April Wish is a self-confessed Irish American. She has a big, rambunctious family and grew up in a world of cousins and sleepovers and putting on plays in back gardens and furiously affectionate and supportive relatives all around her. What bliss!
When she wanted to become an actress she was met with love and support, and when she got off track after marriage and babies and lost her way a little she was met with the same. All this is relevant because her show, named after her daughter, is marinated in the love of her world.
Her husband, her mother, her grandmother, her father, her aunts and uncles and cousins, they all seep through every line and every yearning. She tells the story of how she got lost from her path, the stress of motherhood, the wildly pleasurable distractions of children and the tearing in two of a mother who needs to perform but feels guilty even considering time away from her kids to do something as silly as act. The stage is festooned with toys and kid paraphernalia, just like home. She shows videos of her performing in her garden as a child and photos of her most loved memories, all so perfectly balanced with her stories and her life and her longings.
It’s an age-old dilemma and one most of us struggled with from time to time. There’s also the terrible guilt of feeling the thrill of escape when home is in the rearview mirror. But although these themes are familiar and these stories told before, April Wish has a way of telling her own particular story in such a way that feels bold and fresh and new. She is brutally honest but also sweetly and intensely lovable. April writes so beautifully that we are laughing and crying and empathizing and shocked all in the same breath. Her candor and her joyous abandon are intoxicating. Her ability to morph seamlessly between toddler, grandmother, husband and herself at lightning speed is ridiculous.

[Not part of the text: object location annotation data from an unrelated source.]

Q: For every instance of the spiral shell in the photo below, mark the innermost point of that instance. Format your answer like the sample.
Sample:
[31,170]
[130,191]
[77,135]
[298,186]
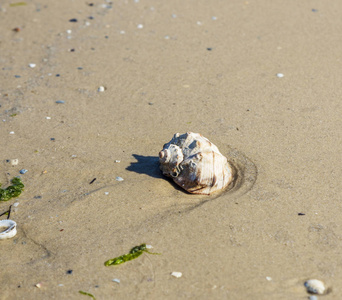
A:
[195,164]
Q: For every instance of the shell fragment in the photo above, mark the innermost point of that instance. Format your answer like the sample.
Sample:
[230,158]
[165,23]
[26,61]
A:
[8,229]
[315,286]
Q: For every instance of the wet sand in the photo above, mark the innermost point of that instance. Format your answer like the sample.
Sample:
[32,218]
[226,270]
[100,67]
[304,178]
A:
[203,66]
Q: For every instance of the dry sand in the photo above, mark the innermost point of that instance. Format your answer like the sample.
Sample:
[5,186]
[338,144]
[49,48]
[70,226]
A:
[161,79]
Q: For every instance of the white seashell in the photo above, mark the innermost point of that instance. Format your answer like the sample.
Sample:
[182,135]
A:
[8,229]
[195,164]
[315,286]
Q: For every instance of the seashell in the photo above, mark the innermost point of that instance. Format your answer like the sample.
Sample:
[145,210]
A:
[8,229]
[315,286]
[195,164]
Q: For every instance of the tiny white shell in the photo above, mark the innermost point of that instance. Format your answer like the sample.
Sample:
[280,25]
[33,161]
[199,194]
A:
[315,286]
[8,229]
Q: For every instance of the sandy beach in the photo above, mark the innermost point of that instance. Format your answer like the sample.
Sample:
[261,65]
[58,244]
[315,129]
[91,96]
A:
[91,91]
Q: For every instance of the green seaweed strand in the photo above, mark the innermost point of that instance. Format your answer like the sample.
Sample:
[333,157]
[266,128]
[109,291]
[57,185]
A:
[87,294]
[134,253]
[13,190]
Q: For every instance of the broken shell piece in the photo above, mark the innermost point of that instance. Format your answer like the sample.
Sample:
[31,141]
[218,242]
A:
[315,286]
[8,229]
[176,274]
[195,164]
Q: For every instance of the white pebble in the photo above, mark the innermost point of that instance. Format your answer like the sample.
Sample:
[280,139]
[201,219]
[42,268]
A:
[177,274]
[14,162]
[315,286]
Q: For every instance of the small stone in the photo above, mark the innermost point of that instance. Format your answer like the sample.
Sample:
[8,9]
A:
[176,274]
[14,162]
[315,286]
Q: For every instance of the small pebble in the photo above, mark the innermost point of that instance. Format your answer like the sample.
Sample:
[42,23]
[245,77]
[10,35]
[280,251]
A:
[176,274]
[14,162]
[315,286]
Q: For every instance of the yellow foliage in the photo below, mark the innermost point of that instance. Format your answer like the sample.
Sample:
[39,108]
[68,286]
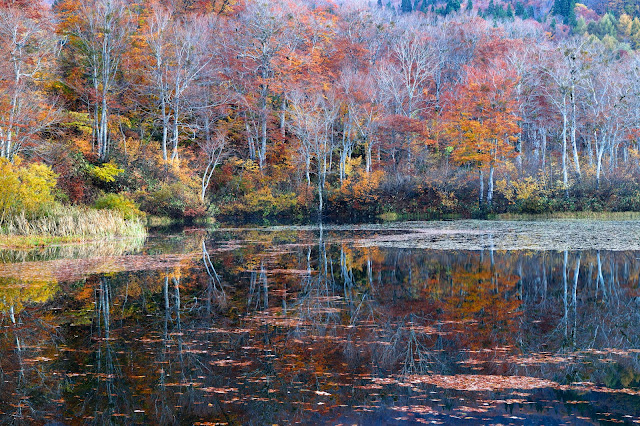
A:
[25,189]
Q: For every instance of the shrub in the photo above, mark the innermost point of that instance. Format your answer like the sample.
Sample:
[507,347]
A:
[175,200]
[119,203]
[106,172]
[26,190]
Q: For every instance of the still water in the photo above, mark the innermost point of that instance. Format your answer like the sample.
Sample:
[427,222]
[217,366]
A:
[410,323]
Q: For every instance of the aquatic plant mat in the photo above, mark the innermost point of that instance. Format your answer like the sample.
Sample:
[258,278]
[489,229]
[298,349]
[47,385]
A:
[338,325]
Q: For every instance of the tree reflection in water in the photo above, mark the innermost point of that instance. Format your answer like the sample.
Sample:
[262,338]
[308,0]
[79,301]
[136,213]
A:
[283,326]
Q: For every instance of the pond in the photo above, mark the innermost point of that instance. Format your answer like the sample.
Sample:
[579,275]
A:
[474,322]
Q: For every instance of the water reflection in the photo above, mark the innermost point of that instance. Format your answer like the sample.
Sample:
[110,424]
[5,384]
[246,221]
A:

April expresses the things we all feel and if we are lucky enough to be harassed and clung to by our small children we all know. The pressures, the pain and the tremendous joy. We also know that unless we take control and make choices and demand our own needs be a part of our life, no one else will. It’s thrilling to see a woman with such talent as April succeed like this, creating this perfect play and giving it to us so humbly. It’s funny, touching, unique, riveting and very, very important. April reaches into the audience and knows us, she connects with her words and her smiling and sometimes tearful face. We are her and she somehow draws energy from how important that is. We are always so quick to diminish our gifts, us mothers, as if nothing is more important than our kids, and nothing is of course, not more. But sometimes some things are as important, like ourselves, and it’s fine to admit that, it’s good to know that and April Wish has made a wonderful, gorgeous, brilliant play around it. Truly exceptional. Clementine must be bursting with pride…Loved it!!!!